Law firm ordered to produce cyberattack report in malpractice action
On January 12, the U.S. District Court for the District of Columbia ordered a law firm to produce a forensic report generated by a consultant retained by the firm’s outside counsel in the wake of the plaintiff’s data breach, concluding that the report and associated materials were neither protected work product nor attorney-client privileged. According to the order, as part of a malpractice action in which the plaintiff, a Chinese entrepreneur, accused the law firm of failing to protect his personal information from hackers, the plaintiff moved to compel the production of “‘all reports of its forensic investigation into the cyberattack’ that led to the public dissemination of [plaintiff]’s confidential information.” The law firm opposed the motion, arguing that it already had turned over all relevant internally generated materials and any other documents were protected by attorney-client and work-product privileges. The law firm argued that the forensic report was only one half of a two-tracked investigation of the incident. On one track, the law firm’s usual cybersecurity vendor worked to investigate the attack to preserve business continuity while on a separate track, a different consultant was retained by counsel for the sole purpose of assisting the law firm in gathering information necessary to render legal advice.

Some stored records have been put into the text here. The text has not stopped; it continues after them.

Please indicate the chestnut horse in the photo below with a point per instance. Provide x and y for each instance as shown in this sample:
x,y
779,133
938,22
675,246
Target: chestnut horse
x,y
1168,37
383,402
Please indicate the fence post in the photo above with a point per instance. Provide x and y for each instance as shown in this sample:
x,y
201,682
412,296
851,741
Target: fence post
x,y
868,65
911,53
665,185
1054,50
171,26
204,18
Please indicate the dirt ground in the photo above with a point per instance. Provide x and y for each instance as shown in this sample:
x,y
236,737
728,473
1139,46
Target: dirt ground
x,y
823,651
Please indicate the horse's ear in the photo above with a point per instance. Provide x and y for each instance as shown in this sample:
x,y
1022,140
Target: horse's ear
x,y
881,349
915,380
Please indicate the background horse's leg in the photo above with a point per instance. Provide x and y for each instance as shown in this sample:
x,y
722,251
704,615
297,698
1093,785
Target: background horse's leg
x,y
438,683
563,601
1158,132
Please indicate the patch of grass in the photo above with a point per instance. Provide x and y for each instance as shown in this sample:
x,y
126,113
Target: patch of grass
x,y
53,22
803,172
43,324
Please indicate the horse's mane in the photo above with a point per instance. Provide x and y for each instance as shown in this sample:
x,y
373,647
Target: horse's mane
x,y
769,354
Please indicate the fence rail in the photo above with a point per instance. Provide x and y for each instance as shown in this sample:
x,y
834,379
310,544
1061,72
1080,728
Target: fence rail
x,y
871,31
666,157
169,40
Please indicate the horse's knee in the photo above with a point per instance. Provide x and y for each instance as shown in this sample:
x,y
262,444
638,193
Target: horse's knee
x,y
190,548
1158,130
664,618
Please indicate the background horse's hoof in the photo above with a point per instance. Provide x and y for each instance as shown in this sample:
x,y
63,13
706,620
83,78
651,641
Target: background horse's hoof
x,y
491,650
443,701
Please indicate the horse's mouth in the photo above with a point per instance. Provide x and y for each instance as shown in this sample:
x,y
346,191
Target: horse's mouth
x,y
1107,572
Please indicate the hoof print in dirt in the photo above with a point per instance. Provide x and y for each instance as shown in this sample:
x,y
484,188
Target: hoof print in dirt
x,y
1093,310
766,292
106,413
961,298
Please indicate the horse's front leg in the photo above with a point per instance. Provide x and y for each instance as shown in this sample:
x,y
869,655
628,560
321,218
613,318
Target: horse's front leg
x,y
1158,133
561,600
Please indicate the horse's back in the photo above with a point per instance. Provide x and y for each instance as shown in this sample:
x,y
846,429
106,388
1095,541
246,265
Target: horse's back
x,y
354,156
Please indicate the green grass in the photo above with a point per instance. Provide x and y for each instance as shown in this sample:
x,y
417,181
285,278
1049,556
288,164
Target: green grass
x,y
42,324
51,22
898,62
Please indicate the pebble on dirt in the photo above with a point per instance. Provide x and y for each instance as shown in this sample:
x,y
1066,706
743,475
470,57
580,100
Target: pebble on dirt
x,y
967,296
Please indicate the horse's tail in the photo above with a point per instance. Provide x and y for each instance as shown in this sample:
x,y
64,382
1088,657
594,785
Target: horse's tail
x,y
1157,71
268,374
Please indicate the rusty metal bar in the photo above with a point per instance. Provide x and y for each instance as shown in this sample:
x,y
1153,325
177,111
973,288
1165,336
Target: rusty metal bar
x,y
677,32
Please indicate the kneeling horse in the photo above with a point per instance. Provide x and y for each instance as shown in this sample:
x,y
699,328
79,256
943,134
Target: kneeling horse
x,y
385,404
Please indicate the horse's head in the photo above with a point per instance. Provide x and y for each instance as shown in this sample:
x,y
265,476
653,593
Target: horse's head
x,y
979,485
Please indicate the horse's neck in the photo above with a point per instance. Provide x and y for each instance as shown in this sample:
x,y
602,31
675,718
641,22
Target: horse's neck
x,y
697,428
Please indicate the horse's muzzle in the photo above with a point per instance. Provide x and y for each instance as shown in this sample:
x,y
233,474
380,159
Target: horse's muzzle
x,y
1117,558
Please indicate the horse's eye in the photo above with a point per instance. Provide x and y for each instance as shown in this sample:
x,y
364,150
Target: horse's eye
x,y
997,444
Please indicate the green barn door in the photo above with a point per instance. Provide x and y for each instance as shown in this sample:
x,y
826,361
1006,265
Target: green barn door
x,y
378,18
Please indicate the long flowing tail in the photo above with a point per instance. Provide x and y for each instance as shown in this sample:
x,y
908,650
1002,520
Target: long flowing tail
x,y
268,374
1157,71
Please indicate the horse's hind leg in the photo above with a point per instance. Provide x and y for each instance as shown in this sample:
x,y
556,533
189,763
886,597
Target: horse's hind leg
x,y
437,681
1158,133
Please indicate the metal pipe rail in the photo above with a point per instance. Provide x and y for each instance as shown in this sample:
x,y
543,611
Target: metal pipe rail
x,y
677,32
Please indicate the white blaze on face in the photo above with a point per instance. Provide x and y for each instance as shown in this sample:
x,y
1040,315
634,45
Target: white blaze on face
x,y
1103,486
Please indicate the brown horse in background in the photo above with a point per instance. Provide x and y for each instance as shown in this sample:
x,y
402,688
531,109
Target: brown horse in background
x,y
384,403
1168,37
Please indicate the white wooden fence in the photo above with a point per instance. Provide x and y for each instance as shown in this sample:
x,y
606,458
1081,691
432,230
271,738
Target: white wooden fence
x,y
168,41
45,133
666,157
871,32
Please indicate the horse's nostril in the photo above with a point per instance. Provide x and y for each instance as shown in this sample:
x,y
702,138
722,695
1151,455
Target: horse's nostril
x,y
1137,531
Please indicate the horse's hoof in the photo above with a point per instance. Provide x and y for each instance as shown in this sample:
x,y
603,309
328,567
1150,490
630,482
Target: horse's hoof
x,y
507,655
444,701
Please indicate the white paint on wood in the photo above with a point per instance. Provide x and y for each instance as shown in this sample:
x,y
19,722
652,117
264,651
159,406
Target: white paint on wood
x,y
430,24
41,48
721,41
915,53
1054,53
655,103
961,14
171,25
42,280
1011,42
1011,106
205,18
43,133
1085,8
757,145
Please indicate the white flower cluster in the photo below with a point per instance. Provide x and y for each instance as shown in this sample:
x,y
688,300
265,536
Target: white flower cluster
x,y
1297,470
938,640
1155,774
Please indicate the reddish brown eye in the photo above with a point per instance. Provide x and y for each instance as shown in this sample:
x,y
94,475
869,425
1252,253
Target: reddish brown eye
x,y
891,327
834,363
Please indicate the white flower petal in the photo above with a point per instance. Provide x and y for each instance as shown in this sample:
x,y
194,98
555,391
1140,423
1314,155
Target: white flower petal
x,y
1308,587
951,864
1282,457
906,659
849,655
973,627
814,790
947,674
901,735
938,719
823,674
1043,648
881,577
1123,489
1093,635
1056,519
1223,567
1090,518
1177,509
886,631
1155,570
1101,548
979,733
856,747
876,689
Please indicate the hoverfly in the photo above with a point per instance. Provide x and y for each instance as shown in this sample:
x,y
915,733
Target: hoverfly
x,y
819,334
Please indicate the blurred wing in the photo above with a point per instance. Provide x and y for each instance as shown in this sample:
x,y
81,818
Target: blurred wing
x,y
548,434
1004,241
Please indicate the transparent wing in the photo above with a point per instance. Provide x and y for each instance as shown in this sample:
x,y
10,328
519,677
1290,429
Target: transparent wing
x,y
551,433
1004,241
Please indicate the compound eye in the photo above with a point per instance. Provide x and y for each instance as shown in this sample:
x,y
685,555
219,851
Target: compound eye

The district court disagreed, concluding that the report is not covered by work-product privilege because the law firm failed to show that the report “‘would [not] have been created in the ordinary course of business irrespective of litigation.’” The court noted that the forensic report summarizes the findings of the investigation and that substantially the same document would have been prepared in any event as part of the ordinary course of the law firm’s business. While seeming to endorse the idea of a two-track investigation, the court noted that the law firm failed to provide any evidence that supported the fact that there were actually two tracks. Among other things, the court noted that the report summarizes findings into the data breach’s “cause, nature, and effect” and was used “for a range of non-litigation purposes,” including being shared with members of the law firm’s leadership and IT team and the FBI. In addition, the court noted that there was no evidence that the law firm’s usual cybersecurity vendor produced any findings, let alone a comprehensive report about the incident. Instead, the court stated that the record suggested that two days after the cyberattack began, the law firm turned to this second consulting firm instead of rather than in addition to the first consulting firm. Moreover, the court rejected the application of attorney-client privilege, concluding that the law firm’s “true objective was gleaning [the security-consulting firm]’s expertise in cybersecurity, not in ‘obtaining legal advice from [its] lawyer.’” The court noted that the report included remediation advice, indicating the security firm was “engaged for immediate ‘incident response.’” Lastly, the court noted the law firm can safely respond to the plaintiff’s interrogatories calling for information regarding other clients impacted by the cyberattack with “appropriate redactions in responsive documents” and “tailored” answers.